İşimi seviyorum, ama adaletli olmadığının bilincindeyim. Türk kuralı bu! Çok çalış, az maaş, 10 iş, 1 adam... Sonra verdiğimiz vergileri düşünüyorum, sonrasında vergilerin kimlerin cebine girdiğini (bize dönmediği kesin)...Sonrasında sigorta aklıma geliyor, sigortalıların gitmek zorunda kaldığı hastaneler...Zaten bu konuyu hiç açmayalım - orası içler acısı...Hem fakiri hem zengini rezil oluyor bu ülkede...
Neyse bu konulara girmek istemiyorum... Hazır burada ofiste isyanlar içinde otururken, bir de isyankar yazı yazmayayım...Daha neşeli, daha fıkır fıkır bir konuya geçeyim...İş, Amerika, sigorta, hastane falan demişken aklıma kozmetiksel ürünler geldi... Belki bu konuda sizin bana yardımınız dokunabilir.
Hafta sonu bir krem keşfettim, ama ne krem....Gold Bond Ultimate Healing Lotion... (A-ha yanda resmi de var)... Arkadaşlar ben böyle bir krem görmedim.
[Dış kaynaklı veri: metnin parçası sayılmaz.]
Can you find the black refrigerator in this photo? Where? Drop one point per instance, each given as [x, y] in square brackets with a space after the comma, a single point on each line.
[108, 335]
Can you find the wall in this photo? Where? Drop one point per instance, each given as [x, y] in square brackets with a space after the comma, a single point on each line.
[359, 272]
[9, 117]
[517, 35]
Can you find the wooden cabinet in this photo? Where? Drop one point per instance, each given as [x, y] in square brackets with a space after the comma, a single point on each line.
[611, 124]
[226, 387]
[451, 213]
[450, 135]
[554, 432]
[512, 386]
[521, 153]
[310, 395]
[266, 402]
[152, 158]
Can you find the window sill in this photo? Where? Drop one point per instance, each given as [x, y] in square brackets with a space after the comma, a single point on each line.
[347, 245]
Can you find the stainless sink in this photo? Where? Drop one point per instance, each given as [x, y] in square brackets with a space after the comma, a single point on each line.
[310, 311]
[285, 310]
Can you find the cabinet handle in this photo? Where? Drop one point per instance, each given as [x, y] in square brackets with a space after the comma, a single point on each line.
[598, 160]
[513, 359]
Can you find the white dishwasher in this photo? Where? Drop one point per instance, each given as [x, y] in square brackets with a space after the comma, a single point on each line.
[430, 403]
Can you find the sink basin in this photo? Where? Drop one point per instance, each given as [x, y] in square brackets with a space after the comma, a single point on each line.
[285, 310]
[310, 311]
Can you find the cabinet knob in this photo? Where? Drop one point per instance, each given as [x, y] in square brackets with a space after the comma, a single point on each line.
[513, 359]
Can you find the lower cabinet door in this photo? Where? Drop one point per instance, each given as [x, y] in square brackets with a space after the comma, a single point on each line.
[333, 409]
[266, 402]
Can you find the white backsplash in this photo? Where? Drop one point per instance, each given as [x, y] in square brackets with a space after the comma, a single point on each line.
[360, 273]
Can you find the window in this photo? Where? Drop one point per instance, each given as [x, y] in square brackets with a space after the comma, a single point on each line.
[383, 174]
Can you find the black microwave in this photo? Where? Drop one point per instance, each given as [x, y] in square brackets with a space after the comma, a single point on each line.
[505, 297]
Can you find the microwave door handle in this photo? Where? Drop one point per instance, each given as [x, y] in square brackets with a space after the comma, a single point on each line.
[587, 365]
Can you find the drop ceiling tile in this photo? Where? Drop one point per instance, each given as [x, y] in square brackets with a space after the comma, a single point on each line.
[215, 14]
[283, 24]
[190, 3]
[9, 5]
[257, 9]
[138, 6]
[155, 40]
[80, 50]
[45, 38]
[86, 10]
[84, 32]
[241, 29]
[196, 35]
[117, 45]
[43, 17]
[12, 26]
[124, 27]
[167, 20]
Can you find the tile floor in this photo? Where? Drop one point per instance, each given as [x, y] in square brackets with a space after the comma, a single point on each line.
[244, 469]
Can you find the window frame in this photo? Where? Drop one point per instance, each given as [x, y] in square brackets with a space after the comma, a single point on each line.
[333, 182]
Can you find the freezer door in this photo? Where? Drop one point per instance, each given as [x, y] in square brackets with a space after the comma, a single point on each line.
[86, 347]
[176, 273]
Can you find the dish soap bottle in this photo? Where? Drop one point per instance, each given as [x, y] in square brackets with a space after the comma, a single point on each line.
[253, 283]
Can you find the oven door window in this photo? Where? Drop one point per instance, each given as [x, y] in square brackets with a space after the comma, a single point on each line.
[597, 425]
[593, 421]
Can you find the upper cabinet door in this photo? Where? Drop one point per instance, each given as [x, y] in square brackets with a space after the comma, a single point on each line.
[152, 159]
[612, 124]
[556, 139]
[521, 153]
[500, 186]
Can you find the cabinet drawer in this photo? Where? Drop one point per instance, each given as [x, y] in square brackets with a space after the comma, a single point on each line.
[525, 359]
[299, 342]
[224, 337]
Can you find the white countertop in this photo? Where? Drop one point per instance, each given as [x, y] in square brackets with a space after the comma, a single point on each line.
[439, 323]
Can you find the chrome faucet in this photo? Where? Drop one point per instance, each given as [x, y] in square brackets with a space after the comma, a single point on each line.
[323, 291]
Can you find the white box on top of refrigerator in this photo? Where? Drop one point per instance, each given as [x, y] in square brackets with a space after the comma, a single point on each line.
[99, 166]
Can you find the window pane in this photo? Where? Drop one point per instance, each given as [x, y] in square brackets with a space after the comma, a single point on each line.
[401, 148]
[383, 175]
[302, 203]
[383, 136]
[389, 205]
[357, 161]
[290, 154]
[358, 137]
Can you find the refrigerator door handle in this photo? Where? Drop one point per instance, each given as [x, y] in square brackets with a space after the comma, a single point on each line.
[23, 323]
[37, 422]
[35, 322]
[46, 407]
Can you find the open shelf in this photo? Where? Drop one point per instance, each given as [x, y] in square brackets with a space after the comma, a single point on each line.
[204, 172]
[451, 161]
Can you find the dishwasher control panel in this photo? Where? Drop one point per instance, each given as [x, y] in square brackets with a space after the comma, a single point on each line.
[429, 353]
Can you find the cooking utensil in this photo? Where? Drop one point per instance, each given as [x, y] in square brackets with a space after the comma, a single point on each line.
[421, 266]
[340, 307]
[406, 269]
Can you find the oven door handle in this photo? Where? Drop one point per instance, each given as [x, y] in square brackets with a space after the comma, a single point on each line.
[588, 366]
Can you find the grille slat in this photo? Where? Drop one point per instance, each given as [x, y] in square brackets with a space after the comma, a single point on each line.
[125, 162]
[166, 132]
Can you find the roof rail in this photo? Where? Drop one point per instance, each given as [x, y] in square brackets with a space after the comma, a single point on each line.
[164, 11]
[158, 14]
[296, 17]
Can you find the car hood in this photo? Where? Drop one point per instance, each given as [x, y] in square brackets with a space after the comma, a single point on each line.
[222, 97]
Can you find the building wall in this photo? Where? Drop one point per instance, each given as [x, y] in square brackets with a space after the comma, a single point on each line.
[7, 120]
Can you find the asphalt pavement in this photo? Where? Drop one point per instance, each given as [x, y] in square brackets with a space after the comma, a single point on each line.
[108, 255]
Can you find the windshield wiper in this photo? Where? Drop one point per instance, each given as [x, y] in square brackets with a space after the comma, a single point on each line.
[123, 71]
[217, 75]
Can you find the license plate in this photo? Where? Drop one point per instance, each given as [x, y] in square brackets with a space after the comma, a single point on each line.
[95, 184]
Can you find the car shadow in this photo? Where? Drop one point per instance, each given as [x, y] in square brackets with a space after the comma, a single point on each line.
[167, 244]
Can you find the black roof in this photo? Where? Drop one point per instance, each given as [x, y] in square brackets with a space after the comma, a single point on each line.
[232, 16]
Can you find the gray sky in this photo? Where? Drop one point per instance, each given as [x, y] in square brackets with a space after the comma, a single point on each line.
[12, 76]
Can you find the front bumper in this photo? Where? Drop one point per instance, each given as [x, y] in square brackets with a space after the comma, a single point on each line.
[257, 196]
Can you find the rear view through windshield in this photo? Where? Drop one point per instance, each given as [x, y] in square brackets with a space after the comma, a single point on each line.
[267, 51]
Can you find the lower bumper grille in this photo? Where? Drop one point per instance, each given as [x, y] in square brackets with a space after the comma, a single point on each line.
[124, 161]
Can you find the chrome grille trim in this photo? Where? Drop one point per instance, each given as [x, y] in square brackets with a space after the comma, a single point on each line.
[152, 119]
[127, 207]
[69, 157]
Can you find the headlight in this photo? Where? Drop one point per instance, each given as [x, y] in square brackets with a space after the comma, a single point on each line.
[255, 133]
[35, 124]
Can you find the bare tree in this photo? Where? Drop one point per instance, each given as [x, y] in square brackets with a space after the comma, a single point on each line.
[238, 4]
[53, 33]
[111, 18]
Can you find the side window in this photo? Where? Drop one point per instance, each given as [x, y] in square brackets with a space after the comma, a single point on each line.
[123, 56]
Ellerim, bacaklarım anında yumuşacık oldu. Ellerinizde ayaklarınızda ya da vücudunuzda çatlak, kuruma falan varsa yaratacağı ufak çaplı mucizeleri hayal edemezsiniz. Bende çok kuruma yoktur ama bu ucuz amerikan kremi normal bir cildi yumuşacık ama hakiki anlamda yumuşacık yapıyor... Yağlı yağlı hissi de yok - ki bu histen nefret ederim... Sizlerden Amerika'ya gidecek olan var mı? Bu kremi muhakkak alalım, kullanalım....
Kozmetik demişken, üstte bahsettiğim krem dışında, kozmetik'e servet harcamadan inanılmaz iyi sonuçlar alabileceğiniz bir markayı tavsiye ederim sizlere... St Ives!
St Ives ile yaklaşık 2 senedir yazışıyoruz. Türkiye'ye getiren firma ile ilgili ciddi şikayetlerim vardı, meğer onlarında varmış ve şimdi çok esaslı bir firma ile anlaşmak üzerelermiş. - Sanırım P&G ya da Unilever gibi bir firma...Kim bilemiyorum henüz ama daha evvel çalıştıkları dinci bir firmaydı... Ve hiç tereddüt etmedim şikayet ederken. Hatta onları ilk ben uyardım 2 sene önce, 'mallarınız bulunmuyor, hep son kullanma tarihi geçmiş ürünler raflarda var' diye... Eminim reklam ödemeleri de hep ceplerine girmiştir bu dinci firmanın... Neyse o gün bugündür yazışa yazışa o kadar sıkı fıkı olduk ki, benim pazarlama bölümlerinin başına geçmemi istiyorlar. Evet, gerçektende inanılmaz bir durum ama ürünlerini iyi tanıyorum, yeniliklerini takip ediyorum falan diye, durum buralara kadar geldi... Daha zaman var; Ekim ya da Kasım gibi yeniden Türkiye Pazarı'na girecekler... O zaman bakarız durumlara...Pazarlama departmanlarının başına geçermiyim bilmiyorum, bildiğim birşey var o da; ürünlerini kesin alır ve gözüm kapalı herkese tavsiye ederim...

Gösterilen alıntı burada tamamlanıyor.